Amazon is the curse for small business and all its employees, drivers, sellers and customers.
good reseacrh here:
https://www.yalelawjournal.org/note/amazons-antitrust-paradox
The authors conclude that getting the best price on Amazon requires that you “first spend considerable time searching through pages of results and then utilize, at a minimum, spreadsheet algebraic capabilities to determine the product’s full price…[and] somehow de-bias from the psychological effects of anchoring, and labels such as ‘limited time deal’ and ‘Best Seller,’ as well as many other subtle psychological influences.”
Amazon says it’s entitled to use the consumer welfare cheat-code to get out of antitrust enforcement because it has so many bargains. But to get those bargains, you have to pay such minutely detailed attention – literally spreadsheeting your options and hand-coding mathematical formulas to compare them – that you’ll almost certainly fail. The price of failure is incredibly high – a 25-29% overcharge on every purchase.

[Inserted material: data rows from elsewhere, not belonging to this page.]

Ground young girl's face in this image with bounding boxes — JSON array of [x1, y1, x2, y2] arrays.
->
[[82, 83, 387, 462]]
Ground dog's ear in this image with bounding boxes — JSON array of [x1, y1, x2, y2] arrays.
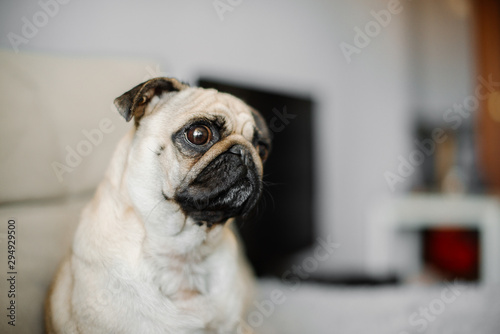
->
[[115, 78, 189, 125]]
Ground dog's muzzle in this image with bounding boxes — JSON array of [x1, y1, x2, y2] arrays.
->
[[175, 145, 262, 224]]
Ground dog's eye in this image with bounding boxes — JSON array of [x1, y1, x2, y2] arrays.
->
[[186, 125, 212, 145], [257, 144, 269, 162]]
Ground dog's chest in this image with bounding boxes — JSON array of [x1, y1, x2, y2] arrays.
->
[[151, 256, 212, 304]]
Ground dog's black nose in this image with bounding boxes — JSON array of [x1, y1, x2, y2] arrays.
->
[[229, 145, 245, 157]]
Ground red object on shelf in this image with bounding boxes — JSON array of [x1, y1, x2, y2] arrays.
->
[[424, 228, 479, 280]]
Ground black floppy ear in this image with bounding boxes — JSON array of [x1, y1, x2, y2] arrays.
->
[[115, 78, 189, 125]]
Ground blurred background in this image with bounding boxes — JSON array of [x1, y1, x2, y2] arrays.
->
[[0, 0, 500, 290]]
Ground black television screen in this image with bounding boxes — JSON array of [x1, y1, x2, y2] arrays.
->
[[198, 78, 314, 276]]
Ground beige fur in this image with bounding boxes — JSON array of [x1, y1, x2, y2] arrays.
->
[[46, 81, 270, 334]]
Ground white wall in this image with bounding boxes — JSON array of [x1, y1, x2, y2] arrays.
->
[[0, 0, 418, 272]]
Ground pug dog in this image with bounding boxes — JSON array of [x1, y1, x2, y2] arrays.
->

The Amazon Paradox has dropped, and it drills into another way that Amazon overcharges most of us by as much as 29% on nearly every purchase, disqualifying it from invoking that consumer welfare cheat code. The new paper is “Amazon’s Pricing Paradox,” from law professors Rory Van Loo and Nikita Aggarwal, for The Harvard Journal of Law and Technology:
The authors concede that while Amazon does have some great bargains, it goes to enormous lengths to make it nearly impossible to get those bargains. Drawing from the literature on behavioral economics, the authors make the reasonable (and experimentally verified) assumption that shoppers generally assume that the top results in an Amazon search are the best results, and click on those.
But Amazon’s search-ordering is enshittified: it shifts value from sellers and shoppers (you!) to the company. A combination of self-preferencing (upranking Amazon’s own knock-offs), pay-for-placement (Amazon ads), other forms of payola (whether a merchant is paying for Prime), and “junk ads” (that don’t match your search) turn Amazon’s search-ordering into a rigged casino game.
From 2023:
https://pluralistic.net/2023/11/06/attention-rents/
https://www.theverge.com/2023/9/22/23885242/amazon-prime-tv-movies-streaming-ads-subscription-date
I hate Amazon as much as anyone. But you can’t live in a post capitalist wasteland without those kinds of things. There is no ethical consumption in such a world and avoiding using one toxic company just required using another.
I use tracking sites for things I can wait for and I shop around, but they almost inevitably have the best prices especially after considering shipping costs, exchange policies for defective or damaged goods, and especially for clothes and shoes, return policies.